Reflexionar sin comprender demasiado y sin poder resolver nada en definitiva
(Fragmento de la novela de Ramón J. Sender "La aventura equinoccial de Lope de Aguirre")
La vida de aquellas gentes desde que nacían era una especie de deslumbramiento del que no acababan de salir en todo el tiempo de su existencia. Es decir, que llegaban al día de su muerte si haber comenzado siquiera a comprender nada. Cuando nacían veían caudales inmensos de agua que tomaba distintos colores, entre los que predominaba el amarillo dorado. Veían al lado una selva poderosa y llena de misterio, con rumores siniestros durante el día y una algarabía infernal e inextricable durante la noche. El dios implacable de la vida y la muerte era visible y perceptible -volcanes lejanos que hablaban por el estruendo de sus erupciones y por los terremotos-, las tormentas diarias desde la Navidad hasta avanzado agosto con rayos y truenos, lluvias torrenciales y un sol aplastante mantenía en un estado de asombro a los hombres.
Nadie llegaba nunca a acostumbrarse y a familiarizarse con todo aquello. Los grandes placeres físicos compensaban la incomodidad del hambre ocasional o del peligro de las guerras de tribus. Y cada día la sorpresa era mayor.

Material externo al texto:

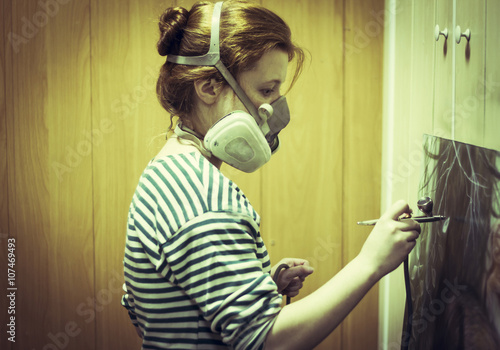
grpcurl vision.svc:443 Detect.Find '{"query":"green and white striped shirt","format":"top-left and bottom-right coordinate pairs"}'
top-left (122, 153), bottom-right (282, 350)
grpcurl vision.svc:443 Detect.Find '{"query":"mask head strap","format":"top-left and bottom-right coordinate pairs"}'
top-left (167, 1), bottom-right (264, 125)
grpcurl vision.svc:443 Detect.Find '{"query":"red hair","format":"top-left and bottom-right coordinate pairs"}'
top-left (156, 0), bottom-right (304, 123)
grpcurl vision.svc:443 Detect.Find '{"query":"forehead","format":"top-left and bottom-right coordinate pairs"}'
top-left (240, 49), bottom-right (288, 83)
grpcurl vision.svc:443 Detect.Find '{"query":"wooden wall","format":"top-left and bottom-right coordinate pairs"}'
top-left (0, 0), bottom-right (384, 350)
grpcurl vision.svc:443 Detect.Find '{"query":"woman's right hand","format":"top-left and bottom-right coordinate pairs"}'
top-left (358, 200), bottom-right (420, 278)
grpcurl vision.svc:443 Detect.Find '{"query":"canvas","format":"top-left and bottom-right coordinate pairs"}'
top-left (402, 135), bottom-right (500, 350)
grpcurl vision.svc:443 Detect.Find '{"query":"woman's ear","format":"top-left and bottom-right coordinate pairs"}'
top-left (194, 78), bottom-right (221, 105)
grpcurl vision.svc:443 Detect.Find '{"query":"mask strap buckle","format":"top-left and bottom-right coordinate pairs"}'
top-left (167, 1), bottom-right (264, 125)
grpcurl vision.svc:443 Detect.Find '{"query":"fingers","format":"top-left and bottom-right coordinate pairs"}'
top-left (282, 277), bottom-right (304, 298)
top-left (277, 264), bottom-right (314, 297)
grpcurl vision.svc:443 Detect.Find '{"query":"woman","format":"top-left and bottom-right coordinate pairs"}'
top-left (122, 0), bottom-right (420, 349)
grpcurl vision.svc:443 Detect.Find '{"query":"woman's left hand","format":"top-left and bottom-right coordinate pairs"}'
top-left (271, 258), bottom-right (314, 297)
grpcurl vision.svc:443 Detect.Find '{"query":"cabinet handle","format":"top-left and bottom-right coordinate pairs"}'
top-left (434, 24), bottom-right (448, 41)
top-left (455, 26), bottom-right (470, 44)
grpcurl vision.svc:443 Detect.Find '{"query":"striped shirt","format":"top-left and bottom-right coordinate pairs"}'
top-left (122, 153), bottom-right (282, 350)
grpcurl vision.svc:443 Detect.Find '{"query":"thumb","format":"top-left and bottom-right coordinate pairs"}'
top-left (283, 265), bottom-right (314, 281)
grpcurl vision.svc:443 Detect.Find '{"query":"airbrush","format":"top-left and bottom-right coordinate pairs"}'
top-left (358, 197), bottom-right (446, 226)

Cuando no podían más sorbían por la nariz el polvo del paricá o mascaban la coca. Así conseguían una calma interior perfecta.

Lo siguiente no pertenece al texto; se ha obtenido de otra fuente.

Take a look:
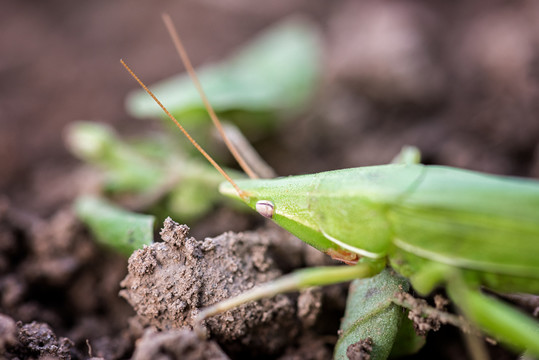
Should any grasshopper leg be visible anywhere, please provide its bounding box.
[447,278,539,356]
[195,259,386,332]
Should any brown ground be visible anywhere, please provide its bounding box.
[0,0,539,359]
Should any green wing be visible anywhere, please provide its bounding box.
[308,164,425,258]
[388,166,539,279]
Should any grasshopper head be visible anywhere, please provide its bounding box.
[219,176,357,262]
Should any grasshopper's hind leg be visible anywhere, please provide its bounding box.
[195,259,385,329]
[447,279,539,356]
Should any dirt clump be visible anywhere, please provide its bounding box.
[120,218,320,354]
[0,315,74,359]
[132,329,229,360]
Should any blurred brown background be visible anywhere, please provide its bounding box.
[0,0,539,201]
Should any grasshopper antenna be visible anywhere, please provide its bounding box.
[120,60,248,200]
[162,14,259,179]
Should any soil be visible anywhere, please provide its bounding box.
[0,0,539,359]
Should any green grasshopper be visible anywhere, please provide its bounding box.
[122,16,539,356]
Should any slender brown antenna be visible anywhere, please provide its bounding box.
[163,14,259,179]
[120,60,248,200]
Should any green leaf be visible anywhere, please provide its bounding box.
[75,196,155,256]
[127,18,321,126]
[334,269,421,359]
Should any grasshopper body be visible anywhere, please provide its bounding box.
[221,165,539,293]
[122,15,539,356]
[221,164,539,355]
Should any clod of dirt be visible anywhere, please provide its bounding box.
[132,330,229,360]
[120,218,316,354]
[0,314,17,354]
[346,337,372,360]
[13,321,74,359]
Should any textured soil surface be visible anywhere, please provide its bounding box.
[0,0,539,359]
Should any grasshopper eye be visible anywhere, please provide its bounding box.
[256,200,275,219]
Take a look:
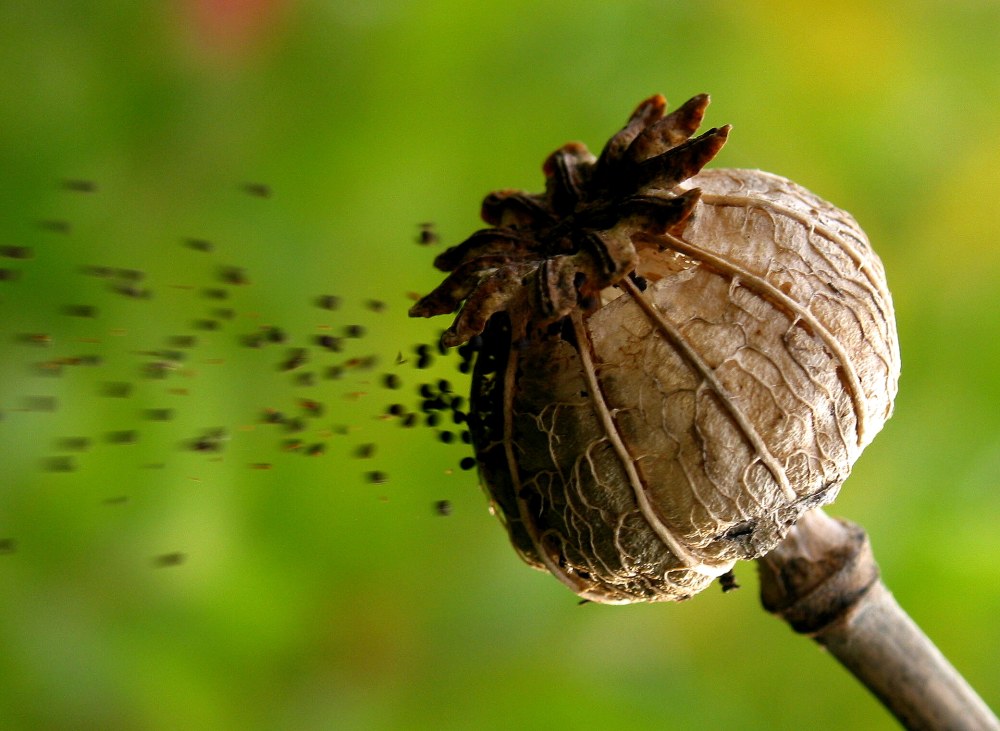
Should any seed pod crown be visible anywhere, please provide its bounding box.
[411,95,899,603]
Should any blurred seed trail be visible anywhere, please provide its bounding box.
[0,189,475,567]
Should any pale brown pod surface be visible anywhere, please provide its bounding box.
[414,97,899,603]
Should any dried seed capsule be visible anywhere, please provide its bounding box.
[411,96,899,603]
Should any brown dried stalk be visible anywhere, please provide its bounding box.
[757,509,1000,731]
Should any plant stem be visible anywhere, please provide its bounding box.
[757,510,1000,731]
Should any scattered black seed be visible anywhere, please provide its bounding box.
[420,396,447,413]
[184,239,215,253]
[281,348,309,371]
[261,409,285,424]
[719,570,740,594]
[24,396,56,411]
[167,335,198,348]
[100,381,132,398]
[153,551,187,569]
[264,326,288,344]
[142,360,177,379]
[38,218,70,234]
[299,399,323,416]
[190,427,228,452]
[115,269,146,282]
[417,223,439,246]
[219,266,250,284]
[344,355,378,371]
[142,409,174,421]
[316,335,344,353]
[104,429,139,444]
[0,246,35,259]
[111,282,153,300]
[42,455,76,472]
[56,437,90,452]
[628,272,649,292]
[62,178,97,193]
[241,183,271,198]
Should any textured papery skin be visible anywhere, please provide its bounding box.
[410,95,899,603]
[472,169,899,603]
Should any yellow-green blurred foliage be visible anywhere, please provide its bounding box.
[0,0,1000,730]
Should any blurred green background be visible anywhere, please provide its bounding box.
[0,0,1000,729]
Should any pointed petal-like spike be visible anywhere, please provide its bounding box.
[434,228,527,272]
[627,94,710,162]
[409,256,510,317]
[619,188,701,234]
[441,264,537,348]
[597,94,667,167]
[635,124,732,189]
[480,190,553,226]
[542,142,594,215]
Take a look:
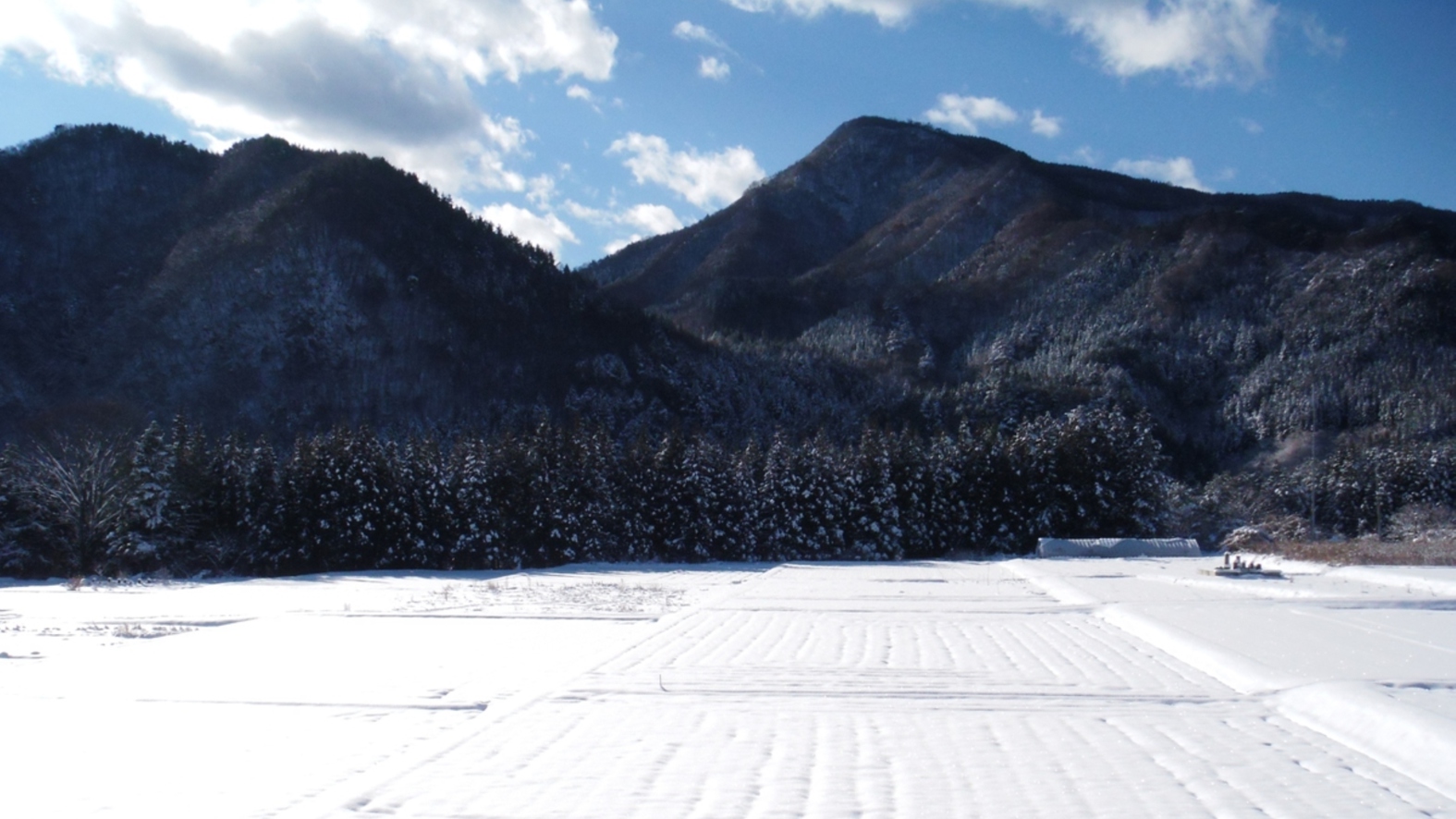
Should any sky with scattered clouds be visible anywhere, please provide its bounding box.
[0,0,1456,264]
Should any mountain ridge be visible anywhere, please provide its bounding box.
[584,112,1456,479]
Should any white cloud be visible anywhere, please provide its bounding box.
[673,20,732,51]
[1300,15,1345,58]
[0,0,618,192]
[727,0,1275,84]
[607,132,765,210]
[924,94,1020,134]
[565,201,683,256]
[1031,107,1061,140]
[481,202,581,254]
[697,56,732,81]
[728,0,937,26]
[1112,157,1211,193]
[620,205,683,236]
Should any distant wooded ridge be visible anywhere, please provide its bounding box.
[0,117,1456,570]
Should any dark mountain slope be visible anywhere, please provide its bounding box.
[0,127,786,436]
[585,117,1456,476]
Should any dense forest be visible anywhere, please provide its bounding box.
[0,408,1456,576]
[0,119,1456,576]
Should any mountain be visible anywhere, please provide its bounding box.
[584,117,1456,480]
[0,127,809,441]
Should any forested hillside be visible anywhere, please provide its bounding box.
[587,117,1456,482]
[0,127,859,446]
[0,119,1456,575]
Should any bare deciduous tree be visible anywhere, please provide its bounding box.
[18,439,131,575]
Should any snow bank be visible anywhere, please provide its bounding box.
[1274,680,1456,799]
[1329,566,1456,596]
[1036,537,1201,557]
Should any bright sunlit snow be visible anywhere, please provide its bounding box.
[0,558,1456,819]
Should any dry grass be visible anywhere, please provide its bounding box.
[1256,538,1456,566]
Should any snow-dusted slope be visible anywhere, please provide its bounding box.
[0,560,1456,817]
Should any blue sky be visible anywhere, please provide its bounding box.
[0,0,1456,264]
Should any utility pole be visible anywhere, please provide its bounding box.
[1309,384,1319,538]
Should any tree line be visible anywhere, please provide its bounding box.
[0,408,1170,576]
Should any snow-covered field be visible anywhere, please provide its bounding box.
[0,558,1456,819]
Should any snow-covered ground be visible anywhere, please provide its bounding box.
[0,558,1456,819]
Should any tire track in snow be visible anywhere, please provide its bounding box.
[292,566,1441,819]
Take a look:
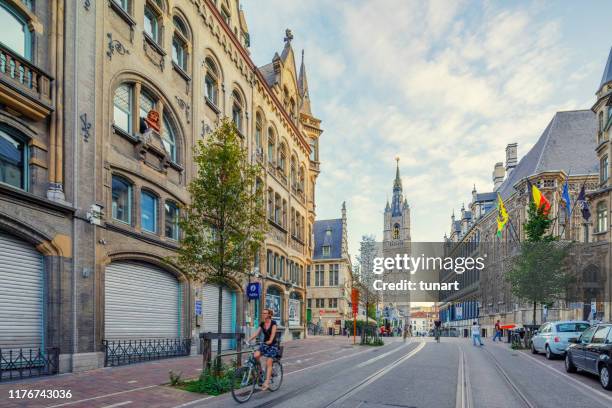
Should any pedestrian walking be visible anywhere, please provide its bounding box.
[493,320,502,342]
[472,321,484,347]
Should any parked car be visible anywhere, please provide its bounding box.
[565,324,612,390]
[531,320,591,360]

Llegaban a la mayor edad y morían a los treinta o cuarenta años sin haber salido de su asombro y sin ocasión para comenzar a reflexionar. Ahí estaba el peligro de los otros, de los españoles y los blancos. En la reflexión sin condiciones ni conclusiones. La vida de aquellos seres del Amazonas, con todas sus dificultades, era mejor que la vida gris y sórdida de los pobres en los países del viejo continente. La gente pobre de Europa vivía sesenta años o más abrumada por el hábito de reflexionar y de comprender demasiado sin poder resolver nada en definitiva. Y esto sucedía a veces también con los ricos.